Автохтоны Галина Мария

В таких местах хостелы всегда битком… студенты, олдовый пипл, велосипедисты с огромными рюкзаками и свернутыми в трубку пенковыми ковриками… Он любил хостелы и не любил гостиницы. В хостеле бурлит жизнь; в гостинице усталые люди отсыпаются после напряженного дня. Или напиваются после напряженного дня. Или приводят телку, чтобы расслабиться после напряженного дня. Вешаются, кстати, всегда в гостиницах. Вы когда-нибудь слышали, чтобы кто-нибудь повесился в хостеле?

– Почему? Просто мы ремонтируемся. Которые отремонтированы, в те заселяем.

– Вы что, одновременно ремонтируетесь и работаете?

– Ну да. Тут на Рождество пожар был. Надо же как-то окупать ремонт…

В блюдечке на полу подсыхало молоко, растрескавшееся, желтое. Ни одна кошка не станет такое пить. Хотел сказать дежурной, но передумал. В конце концов, это не его дело. К тому же, он не видел тут кошки.
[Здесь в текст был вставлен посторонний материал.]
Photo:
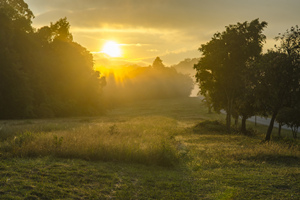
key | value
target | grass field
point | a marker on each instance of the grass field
(156, 149)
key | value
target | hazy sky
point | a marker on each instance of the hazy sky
(171, 29)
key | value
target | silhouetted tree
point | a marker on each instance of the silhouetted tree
(43, 73)
(275, 84)
(221, 67)
(157, 63)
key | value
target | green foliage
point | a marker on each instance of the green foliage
(221, 71)
(44, 73)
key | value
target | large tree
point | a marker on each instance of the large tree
(221, 69)
(279, 77)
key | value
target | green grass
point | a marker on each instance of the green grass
(148, 150)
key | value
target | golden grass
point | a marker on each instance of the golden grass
(146, 140)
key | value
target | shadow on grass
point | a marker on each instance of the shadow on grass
(283, 160)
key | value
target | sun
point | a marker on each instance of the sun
(112, 49)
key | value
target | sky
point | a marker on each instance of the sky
(170, 29)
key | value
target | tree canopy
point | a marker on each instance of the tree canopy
(222, 69)
(43, 72)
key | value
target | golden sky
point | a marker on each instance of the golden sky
(170, 29)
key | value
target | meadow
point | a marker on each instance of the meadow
(154, 149)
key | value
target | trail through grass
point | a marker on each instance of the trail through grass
(148, 150)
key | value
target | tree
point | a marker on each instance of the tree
(221, 69)
(291, 118)
(157, 63)
(279, 77)
(275, 84)
(19, 13)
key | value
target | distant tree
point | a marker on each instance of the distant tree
(275, 84)
(43, 73)
(157, 63)
(19, 14)
(221, 68)
(279, 77)
(15, 91)
(291, 118)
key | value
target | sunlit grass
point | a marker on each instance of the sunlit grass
(147, 140)
(63, 158)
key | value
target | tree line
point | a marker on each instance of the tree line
(235, 75)
(135, 83)
(43, 72)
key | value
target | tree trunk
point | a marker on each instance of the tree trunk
(243, 129)
(236, 121)
(279, 130)
(270, 128)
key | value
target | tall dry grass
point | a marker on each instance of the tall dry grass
(147, 140)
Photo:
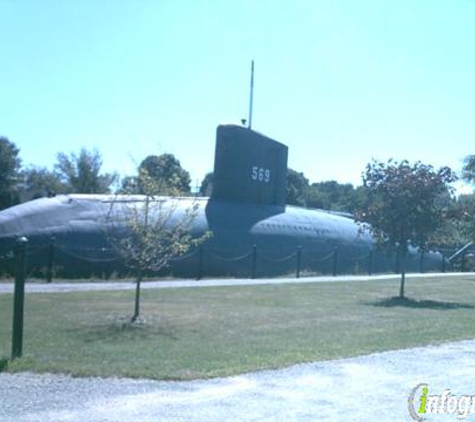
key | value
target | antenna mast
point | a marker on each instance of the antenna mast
(251, 96)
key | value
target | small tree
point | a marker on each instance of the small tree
(405, 206)
(148, 230)
(81, 173)
(166, 173)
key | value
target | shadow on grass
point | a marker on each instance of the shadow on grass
(406, 302)
(124, 331)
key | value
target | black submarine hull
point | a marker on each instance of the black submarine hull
(248, 240)
(254, 232)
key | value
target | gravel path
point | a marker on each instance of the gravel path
(369, 388)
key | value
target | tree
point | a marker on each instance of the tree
(297, 186)
(147, 231)
(206, 188)
(9, 173)
(81, 172)
(406, 205)
(39, 182)
(167, 173)
(468, 170)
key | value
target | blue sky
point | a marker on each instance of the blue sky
(339, 81)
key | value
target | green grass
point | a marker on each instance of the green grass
(205, 332)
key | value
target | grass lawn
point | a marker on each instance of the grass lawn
(216, 331)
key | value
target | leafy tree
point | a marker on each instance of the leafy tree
(9, 173)
(130, 185)
(406, 205)
(332, 195)
(464, 210)
(148, 230)
(468, 170)
(206, 187)
(167, 173)
(81, 172)
(297, 186)
(39, 182)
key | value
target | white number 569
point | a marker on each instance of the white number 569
(260, 174)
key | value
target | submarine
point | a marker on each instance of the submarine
(254, 233)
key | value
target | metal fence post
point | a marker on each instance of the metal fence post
(200, 262)
(50, 263)
(19, 297)
(421, 262)
(299, 260)
(335, 260)
(254, 261)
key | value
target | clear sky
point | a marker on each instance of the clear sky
(338, 81)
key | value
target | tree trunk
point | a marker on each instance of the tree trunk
(403, 272)
(137, 296)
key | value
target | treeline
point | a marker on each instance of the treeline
(81, 172)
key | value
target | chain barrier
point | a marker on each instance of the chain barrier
(183, 257)
(320, 260)
(95, 260)
(277, 260)
(234, 259)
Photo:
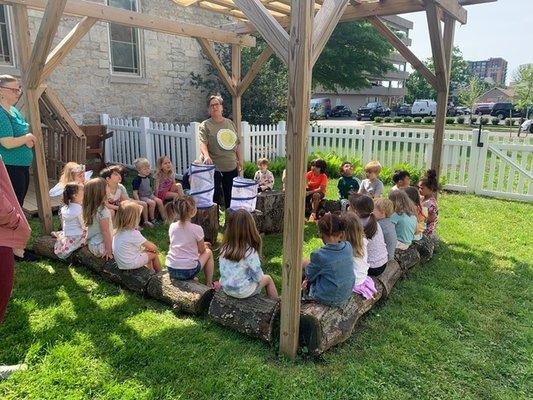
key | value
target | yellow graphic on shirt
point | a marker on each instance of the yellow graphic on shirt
(227, 139)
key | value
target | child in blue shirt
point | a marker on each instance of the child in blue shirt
(329, 274)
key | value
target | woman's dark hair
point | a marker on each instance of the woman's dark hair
(331, 224)
(363, 206)
(399, 176)
(319, 163)
(430, 181)
(71, 189)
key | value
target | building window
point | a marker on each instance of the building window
(6, 43)
(125, 43)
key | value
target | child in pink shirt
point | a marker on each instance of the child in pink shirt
(188, 254)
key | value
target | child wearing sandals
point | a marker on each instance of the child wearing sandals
(188, 254)
(130, 248)
(241, 275)
(165, 181)
(329, 273)
(97, 218)
(364, 285)
(74, 234)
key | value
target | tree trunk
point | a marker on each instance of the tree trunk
(322, 326)
(207, 218)
(189, 297)
(253, 316)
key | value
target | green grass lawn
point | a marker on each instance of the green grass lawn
(459, 327)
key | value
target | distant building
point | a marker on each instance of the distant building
(389, 89)
(493, 70)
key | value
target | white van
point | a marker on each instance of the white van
(423, 108)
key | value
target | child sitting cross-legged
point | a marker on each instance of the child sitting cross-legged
(142, 189)
(364, 285)
(130, 248)
(347, 183)
(187, 254)
(74, 234)
(403, 218)
(241, 275)
(329, 274)
(97, 218)
(263, 177)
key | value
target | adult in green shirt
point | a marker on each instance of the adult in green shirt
(219, 145)
(16, 141)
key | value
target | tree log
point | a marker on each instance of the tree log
(189, 297)
(271, 204)
(322, 326)
(407, 258)
(390, 276)
(207, 218)
(253, 316)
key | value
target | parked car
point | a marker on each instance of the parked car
(372, 110)
(341, 111)
(424, 108)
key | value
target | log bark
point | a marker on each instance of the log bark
(207, 218)
(390, 276)
(407, 258)
(254, 316)
(322, 326)
(189, 297)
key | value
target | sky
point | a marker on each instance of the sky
(502, 29)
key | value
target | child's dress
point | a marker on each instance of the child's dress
(73, 235)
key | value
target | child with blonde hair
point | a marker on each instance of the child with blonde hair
(403, 218)
(263, 177)
(383, 209)
(165, 180)
(372, 186)
(130, 247)
(187, 254)
(74, 234)
(142, 189)
(241, 275)
(355, 235)
(97, 218)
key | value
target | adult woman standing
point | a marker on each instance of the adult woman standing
(219, 145)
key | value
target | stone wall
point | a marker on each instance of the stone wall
(164, 93)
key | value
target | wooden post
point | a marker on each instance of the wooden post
(300, 69)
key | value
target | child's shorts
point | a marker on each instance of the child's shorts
(185, 274)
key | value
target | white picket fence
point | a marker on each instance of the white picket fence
(490, 163)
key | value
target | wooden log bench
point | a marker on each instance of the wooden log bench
(254, 316)
(323, 326)
(207, 218)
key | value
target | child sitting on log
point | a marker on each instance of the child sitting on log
(187, 254)
(165, 181)
(329, 274)
(364, 285)
(378, 256)
(421, 211)
(372, 186)
(142, 189)
(263, 177)
(130, 248)
(317, 183)
(428, 187)
(74, 234)
(383, 209)
(97, 218)
(347, 184)
(241, 275)
(403, 218)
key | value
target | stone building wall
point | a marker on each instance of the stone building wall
(87, 88)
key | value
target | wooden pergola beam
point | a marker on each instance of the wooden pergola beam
(406, 53)
(81, 8)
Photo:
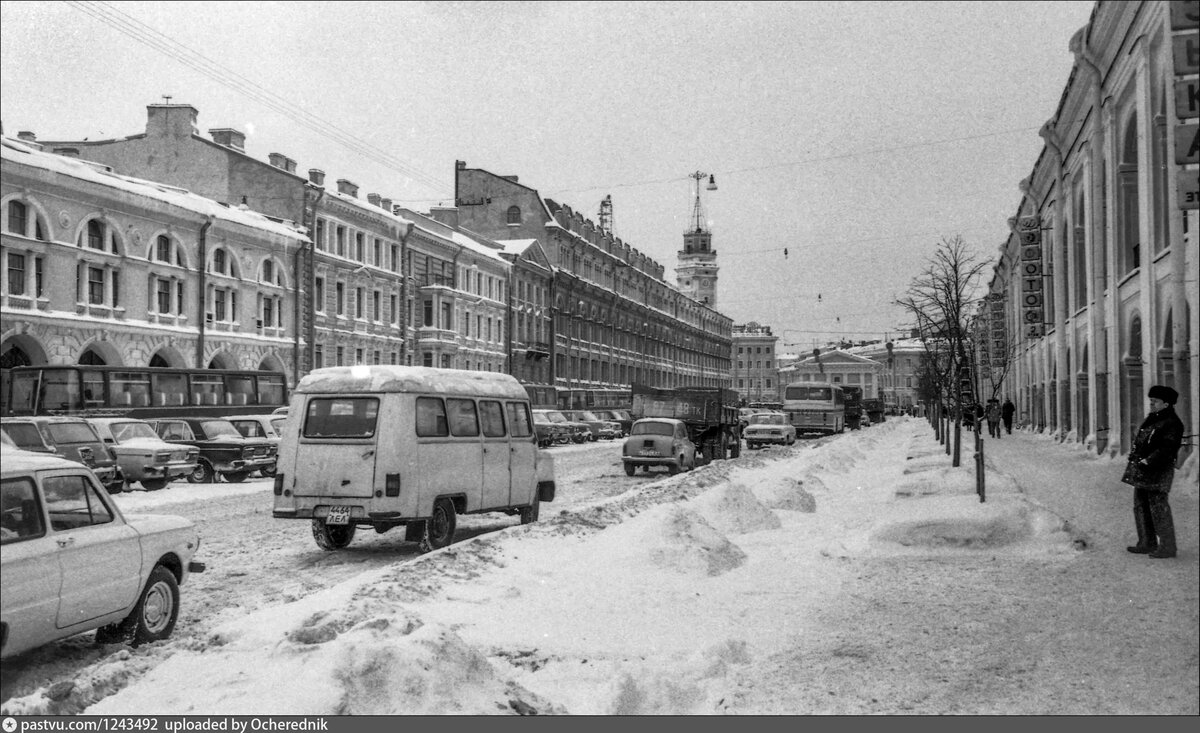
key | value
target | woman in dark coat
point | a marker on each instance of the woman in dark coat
(1150, 472)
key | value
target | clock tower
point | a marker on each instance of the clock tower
(696, 271)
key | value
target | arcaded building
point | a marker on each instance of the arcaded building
(103, 269)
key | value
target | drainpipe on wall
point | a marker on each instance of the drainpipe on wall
(405, 275)
(1099, 318)
(297, 278)
(202, 295)
(311, 287)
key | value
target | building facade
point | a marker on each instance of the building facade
(900, 377)
(103, 269)
(837, 366)
(1097, 277)
(756, 364)
(355, 258)
(615, 319)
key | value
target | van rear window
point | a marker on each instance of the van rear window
(341, 418)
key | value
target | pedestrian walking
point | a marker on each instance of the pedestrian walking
(993, 415)
(1150, 472)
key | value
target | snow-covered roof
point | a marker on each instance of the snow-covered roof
(366, 206)
(515, 246)
(15, 151)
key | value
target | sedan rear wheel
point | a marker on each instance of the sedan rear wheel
(202, 473)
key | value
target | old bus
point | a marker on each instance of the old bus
(815, 407)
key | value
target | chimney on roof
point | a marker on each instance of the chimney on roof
(447, 215)
(172, 121)
(229, 138)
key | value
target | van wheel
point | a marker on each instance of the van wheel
(331, 536)
(529, 514)
(439, 528)
(154, 618)
(202, 473)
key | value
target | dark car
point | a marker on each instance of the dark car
(223, 450)
(73, 438)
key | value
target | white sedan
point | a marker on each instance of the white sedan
(768, 428)
(71, 562)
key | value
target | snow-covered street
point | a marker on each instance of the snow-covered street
(857, 575)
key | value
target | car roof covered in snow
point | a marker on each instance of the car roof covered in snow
(388, 378)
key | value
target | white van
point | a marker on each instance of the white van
(387, 446)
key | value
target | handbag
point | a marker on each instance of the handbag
(1134, 474)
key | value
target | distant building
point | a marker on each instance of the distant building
(615, 319)
(755, 364)
(838, 367)
(900, 377)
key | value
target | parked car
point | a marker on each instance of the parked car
(143, 456)
(658, 442)
(601, 428)
(768, 428)
(72, 438)
(580, 432)
(71, 562)
(269, 427)
(223, 450)
(549, 432)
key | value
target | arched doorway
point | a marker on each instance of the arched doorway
(1132, 382)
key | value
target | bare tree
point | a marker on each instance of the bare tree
(941, 301)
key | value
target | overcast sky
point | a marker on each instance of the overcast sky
(853, 134)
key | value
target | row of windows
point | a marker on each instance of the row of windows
(353, 245)
(360, 301)
(100, 236)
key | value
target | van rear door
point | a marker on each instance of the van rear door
(336, 446)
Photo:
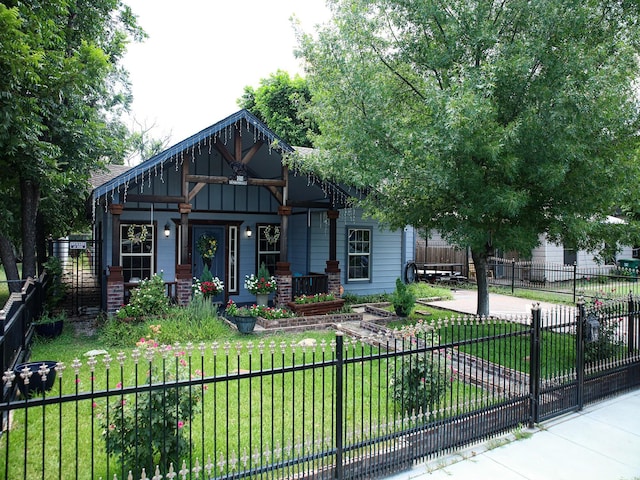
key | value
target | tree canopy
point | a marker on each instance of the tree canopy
(61, 97)
(281, 102)
(492, 122)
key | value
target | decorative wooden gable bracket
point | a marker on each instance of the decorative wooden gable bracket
(239, 168)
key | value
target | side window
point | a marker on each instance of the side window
(570, 256)
(358, 254)
(268, 246)
(137, 250)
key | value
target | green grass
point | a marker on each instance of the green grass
(233, 410)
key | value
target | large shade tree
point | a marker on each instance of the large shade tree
(61, 97)
(282, 102)
(491, 121)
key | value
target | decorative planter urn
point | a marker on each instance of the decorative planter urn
(50, 329)
(317, 308)
(35, 385)
(262, 299)
(245, 324)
Роспись на стене разрослась, так, сама по себе, расползается плесень. Колхозница, упираясь в плинтус мощными босыми ногами, вздымала над головой огромный сноп. Колосистая нива, волнами сбегающая к плинтусу, омывала пятки колхозницы. На заднем плане ниву бороздили трактора и комбайны. У комбайнов и тракторов были растительные, неуверенные формы. Художница представилась ему остроносой, бледной, с прямыми русыми волосами, прихваченными хайратником, и очень одухотворенной. Такой трактор может нарисовать только очень одухотворенная женщина. Краской воняло даже сильней, чем с утра, ну да ладно.

Он стащил мокрые носки и, не раздеваясь, завалился на койку, в меру жесткую, по-своему даже удобную, словно бы сулящую отдых и убежище тем, кто в этом нуждается. Так удобны полки в скором поезде.

Одиночество навалилось, как подушка на беззащитное лицо спящего. А ведь на самом деле еще рано.

Тусклый свет, желтоватый и липкий, как подсолнечное масло, тихое пробулькивание в радиаторах.

Там, в городе, все переливается, взрывается смехом и светом, отражается в лужах, и все буквально кричит, что тот, кто не участвует в этом веселье, просто-напросто жалкий неудачник. Так и разводят нас, лохов, уныло подумал он… Правда, что ли, сходить в эти греко-римские погреба, или куда еще…

В дверь постучали. Не сильно, скорее деликатно.

– Да? – Он спустил ноги на пол. Пол был теплый. Хорошо.

В щель просунулось бородатое лицо байкера. За плечом первого топтался второй. Первый был рыжий, второй – русый.

– Да? – повторил он, хотя в общем и в целом сценарий был понятен.

– Ну, вот. – Первый байкер протиснулся в дверь, второй последовал за ним. Они были такие большие, в таких черных куртках и огромных черных берцах, что в комнате стало заметно темней. – Мы вот тут прикинули… это как бы… ну, познакомиться надо. Под одной крышей, можно сказать, живем.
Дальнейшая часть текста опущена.